In my book, quality is quite esoteric, in that it is in the eye of the beholder. Whereas, most people recognise shit quite easily. Most of us know what we DON’T want, but find it much harder to define what we DO want, so it is no wonder that the marketers focus on something that is far harder to define – it helps keep them in a job!!

If you want me to develop an App for your personal banking it will definitely cost you more and take me longer than if you want an App to keep you informed about the weather or an App that finds your missing Pokemon!! However, in each case they would still be delivered to exacting standards that met user expectations. And, in each case, I would still focus on “keeping shit out” not “how can I build quality in”.

Food for thought??

Dateline: Melbourne, Thursday September 8, 2016

Employees are People Too

What is this obsession that (far too many) businesses have with pushing their employees to the point of mental and physical exhaustion?

What sort of society have we created where people are encouraged to work 18 hours straight, without a break, just so the company we work for can turn a profit?

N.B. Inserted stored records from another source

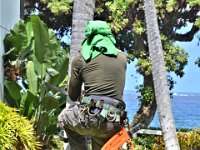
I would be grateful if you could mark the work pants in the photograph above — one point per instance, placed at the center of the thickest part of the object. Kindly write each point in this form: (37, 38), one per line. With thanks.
(78, 126)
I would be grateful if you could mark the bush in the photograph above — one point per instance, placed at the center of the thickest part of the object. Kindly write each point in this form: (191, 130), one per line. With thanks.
(188, 140)
(16, 132)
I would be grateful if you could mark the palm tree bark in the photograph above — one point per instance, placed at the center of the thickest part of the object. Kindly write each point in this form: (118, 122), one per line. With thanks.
(83, 11)
(159, 77)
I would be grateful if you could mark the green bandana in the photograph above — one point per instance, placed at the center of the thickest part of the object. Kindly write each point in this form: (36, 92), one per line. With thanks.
(99, 40)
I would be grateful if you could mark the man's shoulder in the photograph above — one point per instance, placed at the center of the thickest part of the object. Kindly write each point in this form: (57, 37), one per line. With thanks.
(121, 55)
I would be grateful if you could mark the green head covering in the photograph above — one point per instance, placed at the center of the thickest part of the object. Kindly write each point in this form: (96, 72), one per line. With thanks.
(99, 40)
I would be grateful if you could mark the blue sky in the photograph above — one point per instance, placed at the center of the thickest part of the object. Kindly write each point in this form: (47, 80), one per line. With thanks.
(190, 82)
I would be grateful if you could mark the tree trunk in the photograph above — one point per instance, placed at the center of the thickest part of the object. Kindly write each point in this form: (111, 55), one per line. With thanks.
(146, 112)
(83, 11)
(159, 77)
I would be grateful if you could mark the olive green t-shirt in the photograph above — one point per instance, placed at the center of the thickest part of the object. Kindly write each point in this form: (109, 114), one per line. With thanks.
(103, 76)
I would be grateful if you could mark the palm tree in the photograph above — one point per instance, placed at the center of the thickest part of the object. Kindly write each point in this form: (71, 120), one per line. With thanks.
(83, 11)
(159, 78)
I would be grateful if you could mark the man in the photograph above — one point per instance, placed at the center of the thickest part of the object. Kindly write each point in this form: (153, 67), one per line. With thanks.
(101, 67)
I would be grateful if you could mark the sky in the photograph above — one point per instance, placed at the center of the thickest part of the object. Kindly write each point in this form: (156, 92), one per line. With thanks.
(190, 82)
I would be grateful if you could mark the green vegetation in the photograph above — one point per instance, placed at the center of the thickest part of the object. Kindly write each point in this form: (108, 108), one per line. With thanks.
(34, 63)
(16, 132)
(188, 140)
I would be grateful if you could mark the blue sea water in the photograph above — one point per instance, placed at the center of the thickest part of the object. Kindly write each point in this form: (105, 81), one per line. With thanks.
(186, 109)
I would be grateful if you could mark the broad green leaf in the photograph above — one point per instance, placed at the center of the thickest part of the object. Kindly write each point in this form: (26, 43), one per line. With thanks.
(18, 36)
(31, 77)
(10, 100)
(52, 72)
(13, 89)
(42, 45)
(50, 103)
(29, 30)
(62, 68)
(27, 104)
(27, 51)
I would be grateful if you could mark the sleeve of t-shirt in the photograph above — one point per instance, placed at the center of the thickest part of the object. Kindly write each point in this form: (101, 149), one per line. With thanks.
(75, 82)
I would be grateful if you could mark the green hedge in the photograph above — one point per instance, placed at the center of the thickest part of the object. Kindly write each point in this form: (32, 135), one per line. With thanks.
(16, 132)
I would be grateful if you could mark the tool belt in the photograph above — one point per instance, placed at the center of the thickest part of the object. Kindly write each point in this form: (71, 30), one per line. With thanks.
(103, 108)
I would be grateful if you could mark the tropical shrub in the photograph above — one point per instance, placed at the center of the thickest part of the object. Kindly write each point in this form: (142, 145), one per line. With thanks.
(188, 140)
(16, 131)
(35, 74)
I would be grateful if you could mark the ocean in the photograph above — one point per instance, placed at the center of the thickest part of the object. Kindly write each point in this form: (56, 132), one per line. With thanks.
(186, 109)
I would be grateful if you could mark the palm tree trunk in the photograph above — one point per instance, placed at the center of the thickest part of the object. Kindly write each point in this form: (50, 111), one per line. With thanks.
(160, 79)
(83, 11)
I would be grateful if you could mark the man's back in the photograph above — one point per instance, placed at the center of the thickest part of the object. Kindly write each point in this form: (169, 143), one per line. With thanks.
(104, 75)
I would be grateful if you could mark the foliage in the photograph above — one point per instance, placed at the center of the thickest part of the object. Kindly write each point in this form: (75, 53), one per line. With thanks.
(58, 7)
(146, 141)
(188, 140)
(127, 21)
(146, 94)
(33, 60)
(198, 62)
(16, 132)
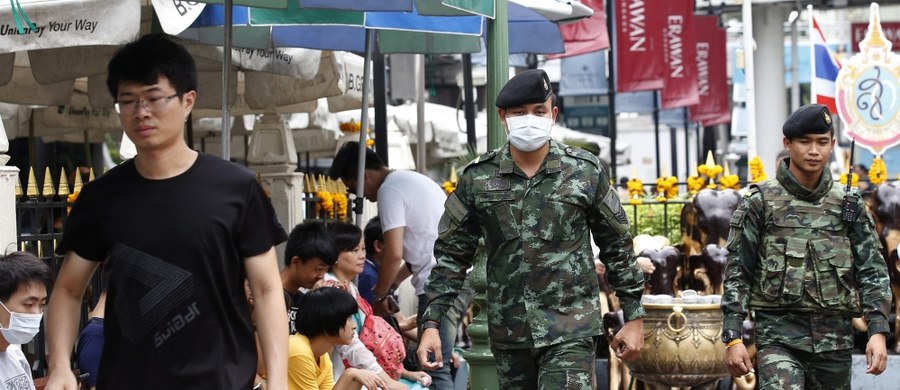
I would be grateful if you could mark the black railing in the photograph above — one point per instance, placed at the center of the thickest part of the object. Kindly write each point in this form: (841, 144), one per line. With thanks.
(40, 220)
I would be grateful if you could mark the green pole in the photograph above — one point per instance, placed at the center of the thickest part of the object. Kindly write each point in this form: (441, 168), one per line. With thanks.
(497, 70)
(482, 366)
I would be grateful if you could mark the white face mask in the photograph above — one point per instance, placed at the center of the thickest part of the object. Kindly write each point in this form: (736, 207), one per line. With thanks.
(528, 132)
(22, 326)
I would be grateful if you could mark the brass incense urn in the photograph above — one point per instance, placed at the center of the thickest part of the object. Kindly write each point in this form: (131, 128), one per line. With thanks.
(682, 343)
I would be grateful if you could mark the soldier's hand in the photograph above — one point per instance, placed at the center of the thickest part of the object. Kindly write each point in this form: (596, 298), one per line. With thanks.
(738, 360)
(61, 380)
(629, 341)
(430, 344)
(876, 354)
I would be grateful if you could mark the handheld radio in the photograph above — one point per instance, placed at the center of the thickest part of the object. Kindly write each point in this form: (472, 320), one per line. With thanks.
(851, 200)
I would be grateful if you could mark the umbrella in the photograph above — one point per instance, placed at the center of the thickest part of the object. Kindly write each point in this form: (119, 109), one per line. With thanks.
(347, 28)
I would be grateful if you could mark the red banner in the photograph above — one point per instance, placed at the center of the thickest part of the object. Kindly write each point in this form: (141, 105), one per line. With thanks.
(891, 32)
(712, 78)
(639, 65)
(680, 72)
(585, 36)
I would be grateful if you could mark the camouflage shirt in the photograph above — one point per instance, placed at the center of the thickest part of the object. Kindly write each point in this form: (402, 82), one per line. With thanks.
(541, 285)
(803, 270)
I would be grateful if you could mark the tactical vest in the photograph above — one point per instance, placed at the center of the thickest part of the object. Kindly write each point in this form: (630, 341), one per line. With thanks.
(805, 257)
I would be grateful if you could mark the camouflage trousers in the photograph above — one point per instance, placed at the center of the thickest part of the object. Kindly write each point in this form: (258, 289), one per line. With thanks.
(567, 365)
(780, 367)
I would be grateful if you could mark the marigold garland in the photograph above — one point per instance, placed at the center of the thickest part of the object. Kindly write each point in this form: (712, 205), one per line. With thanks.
(666, 188)
(325, 204)
(757, 171)
(710, 171)
(635, 190)
(855, 180)
(71, 200)
(350, 127)
(730, 181)
(448, 187)
(340, 203)
(878, 172)
(695, 184)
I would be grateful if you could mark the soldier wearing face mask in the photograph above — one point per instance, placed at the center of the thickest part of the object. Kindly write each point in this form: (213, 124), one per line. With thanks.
(536, 201)
(24, 281)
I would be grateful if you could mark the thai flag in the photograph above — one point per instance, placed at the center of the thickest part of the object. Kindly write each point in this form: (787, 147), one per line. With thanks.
(825, 67)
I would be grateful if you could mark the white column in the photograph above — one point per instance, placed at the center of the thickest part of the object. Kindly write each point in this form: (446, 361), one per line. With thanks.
(771, 92)
(273, 156)
(8, 178)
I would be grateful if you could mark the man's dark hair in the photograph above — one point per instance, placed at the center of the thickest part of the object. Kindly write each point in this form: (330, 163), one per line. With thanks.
(308, 240)
(147, 59)
(372, 233)
(346, 161)
(324, 311)
(346, 235)
(19, 269)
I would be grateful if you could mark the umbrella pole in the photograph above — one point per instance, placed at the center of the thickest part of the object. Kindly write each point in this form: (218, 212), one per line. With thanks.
(469, 100)
(226, 64)
(420, 113)
(364, 126)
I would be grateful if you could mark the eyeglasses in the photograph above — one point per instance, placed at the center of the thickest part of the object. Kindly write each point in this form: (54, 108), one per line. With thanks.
(153, 104)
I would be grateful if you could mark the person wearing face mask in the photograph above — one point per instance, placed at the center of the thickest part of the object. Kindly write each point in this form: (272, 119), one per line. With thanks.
(536, 201)
(24, 281)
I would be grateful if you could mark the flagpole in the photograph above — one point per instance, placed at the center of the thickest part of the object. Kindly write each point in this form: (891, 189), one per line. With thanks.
(226, 65)
(749, 81)
(812, 55)
(611, 62)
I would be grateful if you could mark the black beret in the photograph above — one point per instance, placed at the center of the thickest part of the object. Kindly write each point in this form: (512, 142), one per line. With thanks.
(530, 86)
(809, 119)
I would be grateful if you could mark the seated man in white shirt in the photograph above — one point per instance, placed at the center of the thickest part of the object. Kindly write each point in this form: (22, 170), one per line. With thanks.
(24, 281)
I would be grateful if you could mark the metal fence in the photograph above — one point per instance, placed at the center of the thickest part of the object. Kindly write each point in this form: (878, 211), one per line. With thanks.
(40, 219)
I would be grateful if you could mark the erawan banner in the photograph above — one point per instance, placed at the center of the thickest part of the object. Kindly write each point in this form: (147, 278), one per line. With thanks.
(712, 78)
(680, 71)
(65, 23)
(639, 65)
(585, 36)
(584, 74)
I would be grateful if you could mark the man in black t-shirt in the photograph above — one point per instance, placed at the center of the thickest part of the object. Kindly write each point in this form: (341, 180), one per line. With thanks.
(184, 231)
(308, 254)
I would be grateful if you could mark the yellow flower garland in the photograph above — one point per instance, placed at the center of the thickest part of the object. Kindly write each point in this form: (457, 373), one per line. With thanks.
(325, 204)
(757, 171)
(730, 181)
(666, 188)
(340, 202)
(635, 190)
(448, 187)
(695, 184)
(855, 180)
(71, 200)
(878, 172)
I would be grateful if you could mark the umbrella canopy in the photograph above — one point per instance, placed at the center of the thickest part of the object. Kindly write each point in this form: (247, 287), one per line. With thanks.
(329, 29)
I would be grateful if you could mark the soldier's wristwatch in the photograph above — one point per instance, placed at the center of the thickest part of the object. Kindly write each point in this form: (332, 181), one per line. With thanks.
(728, 335)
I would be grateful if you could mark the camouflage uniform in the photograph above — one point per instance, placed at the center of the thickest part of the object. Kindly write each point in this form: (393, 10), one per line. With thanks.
(542, 289)
(804, 273)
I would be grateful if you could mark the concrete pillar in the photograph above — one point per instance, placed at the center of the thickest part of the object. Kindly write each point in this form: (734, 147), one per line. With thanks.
(8, 178)
(273, 156)
(771, 92)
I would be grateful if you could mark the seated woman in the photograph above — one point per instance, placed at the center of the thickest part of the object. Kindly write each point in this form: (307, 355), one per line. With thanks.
(324, 320)
(348, 239)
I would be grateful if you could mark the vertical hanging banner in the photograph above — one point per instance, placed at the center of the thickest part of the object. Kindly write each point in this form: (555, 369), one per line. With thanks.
(587, 35)
(680, 72)
(712, 77)
(867, 86)
(639, 66)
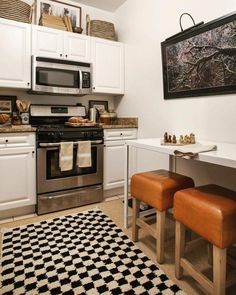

What sort of culture promotes profit over people?

I can tell you categorically, from very personal experience, that a business that puts profits before it’s people and encourages self-sacrifice is a business that will not last very long. Creating a business that truly supports it’s people, by mandating a balanced lifestyle of work, leisure and family, is a business that will thrive and remain successful. The true value of any business is it’s people, not it’s image or product. You can have a fantastic product, but if you treat your people like cannon fodder then you will have a short-lived business.

I’ve seen far too many people reduced to shrivelling wrecks because they have been put under unnecessary levels of pressure to produce an outcome (at all costs). How does the culture within a business get to a point where “toughness” is encouraged and “sensitivity” and “humility” are frowned upon? I’ve lost count of the number of times I’ve heard and/or seen the words “sensitive” and “emotional” used as negatives when describing someone’s personality. Since when did showing empathy become a negative?

As a Business and Technology Consultant for most of my life, I’ve been inside hundreds of organisations (from mega-businesses like IBM and CapGemini to small high street shops) and I can assure you that if you mistreat your people you will struggle to maintain a viable business. A simple gesture like an arm around a shoulder is very welcome in a good business, but is seen as harassment in a poor one. A word of encouragement is seen as supportive in a good business, but unnecessary in a poor one.

We need to encourage everyone to speak up (not put up) when they need support. We need to highlight and shame those businesses that encourage ugly and demeaning behaviour. We need to ensure that empathic businesses are recognised for what they are.

Humanity is supposed to set us apart from the rest of the animal kingdom. Unfortunately, I see far too little humanity and far to much animal cunning in today’s business world. I, for one, am going to start highlighting and shaming businesses that lack humanity and discourage a balanced lifestyle. I may not change the world today, but maybe I can start a movement towards true caring and understanding throughout the business world.

If you work for a company that treats you inhumanely, LEAVE. If you are subjected to unnecessary pressure, seek support and guidance, THEN LEAVE. If you are harassed or bullied, write to the CEO, THEN LEAVE. Don’t rationalise. Don’t toughen up. Don’t support their ideology. There are millions of good businesses out there, you don’t have to work for a bad one.

“You may call me a dreamer, but I’m not the only one” (Lennon).